De nombreux changements de perspectives accompagnent les explorations visuelles de Léon (plongées et contre-plongées, illustrations subjectives, permutations de cadrage, personnage dessiné tête en bas), comme s’il s’agissait de multiplier dans l’album lui-même les déplacements de points de vue et de mettre en valeur la curiosité, l’attention et l’étonnement devant les choses, seraient-elles banales. D’ailleurs, Louis n’hésite pas à se promener avec un appareil photo lors de certaines de ses pérégrinations, ce qui peut amener à des propositions de découverte de la photographie avec les enfants.

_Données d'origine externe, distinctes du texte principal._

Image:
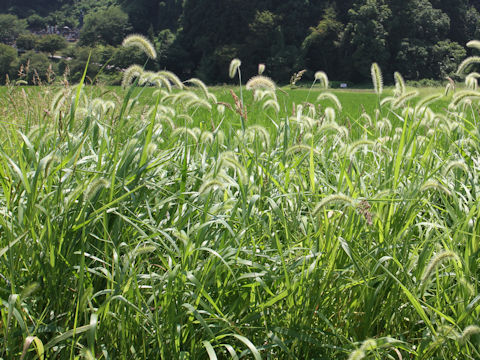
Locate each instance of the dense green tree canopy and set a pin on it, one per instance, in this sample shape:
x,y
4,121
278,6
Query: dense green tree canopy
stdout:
x,y
420,38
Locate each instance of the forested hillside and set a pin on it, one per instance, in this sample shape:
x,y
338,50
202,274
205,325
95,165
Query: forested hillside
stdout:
x,y
419,38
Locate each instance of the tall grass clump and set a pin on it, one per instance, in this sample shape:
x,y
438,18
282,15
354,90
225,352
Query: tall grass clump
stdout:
x,y
147,222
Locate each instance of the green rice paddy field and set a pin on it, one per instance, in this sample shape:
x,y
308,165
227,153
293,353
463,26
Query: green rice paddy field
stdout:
x,y
158,223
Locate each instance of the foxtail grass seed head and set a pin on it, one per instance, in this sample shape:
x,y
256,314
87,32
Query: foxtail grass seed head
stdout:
x,y
468,332
260,82
377,78
435,262
400,87
466,63
474,44
332,97
322,77
234,67
358,354
261,69
131,73
142,43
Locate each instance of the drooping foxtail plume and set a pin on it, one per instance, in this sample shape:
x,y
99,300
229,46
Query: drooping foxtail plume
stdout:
x,y
467,62
260,82
400,87
332,97
131,73
474,44
377,78
322,77
234,66
142,43
296,77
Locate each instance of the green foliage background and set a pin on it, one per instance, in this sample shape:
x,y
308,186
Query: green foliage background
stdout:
x,y
419,38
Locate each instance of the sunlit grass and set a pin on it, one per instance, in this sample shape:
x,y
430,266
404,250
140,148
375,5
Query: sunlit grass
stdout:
x,y
178,225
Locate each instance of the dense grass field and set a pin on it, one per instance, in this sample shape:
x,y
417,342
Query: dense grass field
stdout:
x,y
182,222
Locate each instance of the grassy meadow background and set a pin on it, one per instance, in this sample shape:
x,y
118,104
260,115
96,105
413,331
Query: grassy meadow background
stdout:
x,y
180,222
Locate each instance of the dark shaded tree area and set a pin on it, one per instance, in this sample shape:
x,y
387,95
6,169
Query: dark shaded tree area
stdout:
x,y
419,38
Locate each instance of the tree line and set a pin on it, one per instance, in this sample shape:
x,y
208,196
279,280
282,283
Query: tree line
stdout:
x,y
419,38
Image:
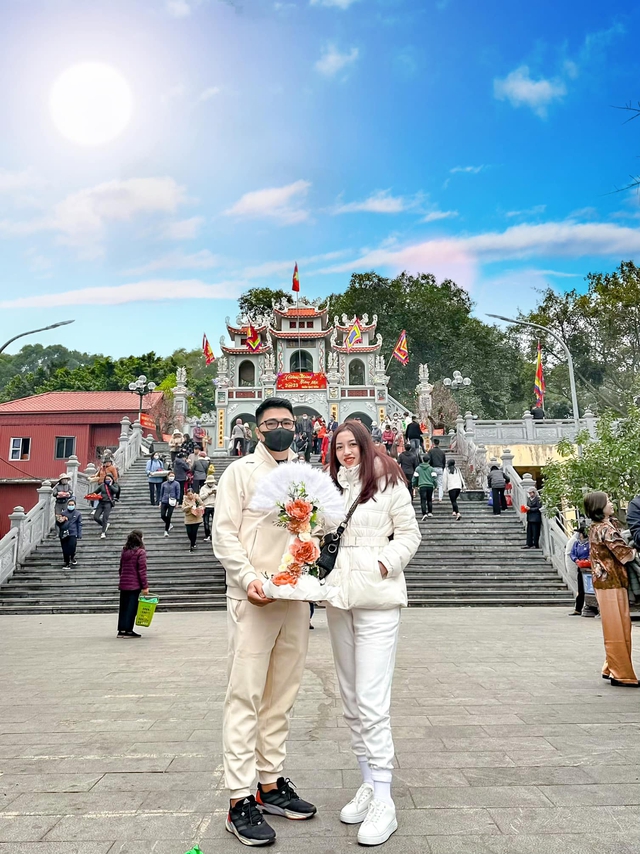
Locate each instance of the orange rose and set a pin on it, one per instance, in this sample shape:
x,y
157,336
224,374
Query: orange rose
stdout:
x,y
304,552
299,510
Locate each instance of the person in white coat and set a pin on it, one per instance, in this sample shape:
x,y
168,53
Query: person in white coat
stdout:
x,y
453,483
369,591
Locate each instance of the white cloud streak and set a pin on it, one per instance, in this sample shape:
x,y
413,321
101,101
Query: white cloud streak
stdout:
x,y
151,290
336,4
379,202
333,61
520,89
283,204
203,260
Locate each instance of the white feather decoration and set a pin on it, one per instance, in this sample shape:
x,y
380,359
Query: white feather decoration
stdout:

Bien sûr, les illustrations s’attachent également, conformément au thème du récit, à proposer au lecteur de nombreux détails à observer ou à contempler : étamines de fleurs qui toutes ensemble explosent sur la double page comme de minuscules feux d’artifices ; longues herbes fines qui ondulent comme des algues sous-marines ; branchages et gouttelettes qui semblent jaillir des arbres comme des jets d’eau miniatures ; danse des petits traits effilés, des rayures, zébrures ou hachures, en cils, en poils de barbe, en dents de peignes, en cactus, en chaussettes ou en pulls rayés ; petits points moqueurs, en taches de rousseur, en papilles de la langue, en nœuds de dentelle, en décors de chaussures, en têtes de champignons. Tout s’anime, vibrionne et invite à se pencher avec Léon sur le monde qui nous entoure, pour mieux en découvrir et apprécier les éléments minuscules.

Reste que, comme on le sait depuis le bel ouvrage de Modiano et Sempé, Catherine Certitude, ceux qui portent des lunettes peuvent habiter deux mondes, celui des contours nets, des objets bien distincts et de la géométrie, ou celui des taches, de la dissolution des lignes, de l’interpénétration des objets, un monde sans aspérités, « doux, flou et moelleux », comme le dit si bien le texte de notre album. Il suffit pour changer d’univers d’ôter ou de remettre ses lunettes. C’est d’ailleurs ce que fait de temps en temps Léon, pour se faire plaisir. Et ce n’est pas le moindre des intérêts de cet album que de permettre alors, grâce aux possibilités du traitement numérique des images, à tous ceux qui n’ont jamais eu besoin de lunettes de percevoir un peu ce monde flou et moelleux, d’habitude propriété exclusive des binoclards, serpents à lunettes et autres myopes, dans les dernières pages, dont le texte et l’image sont floutés et délicieusement cotonneux.

Que vous ayez des lunettes ou non, que ce soit pour préparer un enfant à en porter, pour l’aider à devenir curieux du monde qui l’entoure ou, rêvons un peu, pour lui prouver que la contemplation des petites choses et des petits détails des grandes choses peut être aussi fascinante que l’écran de la télévision, voici un album sensible et tendre, à partager.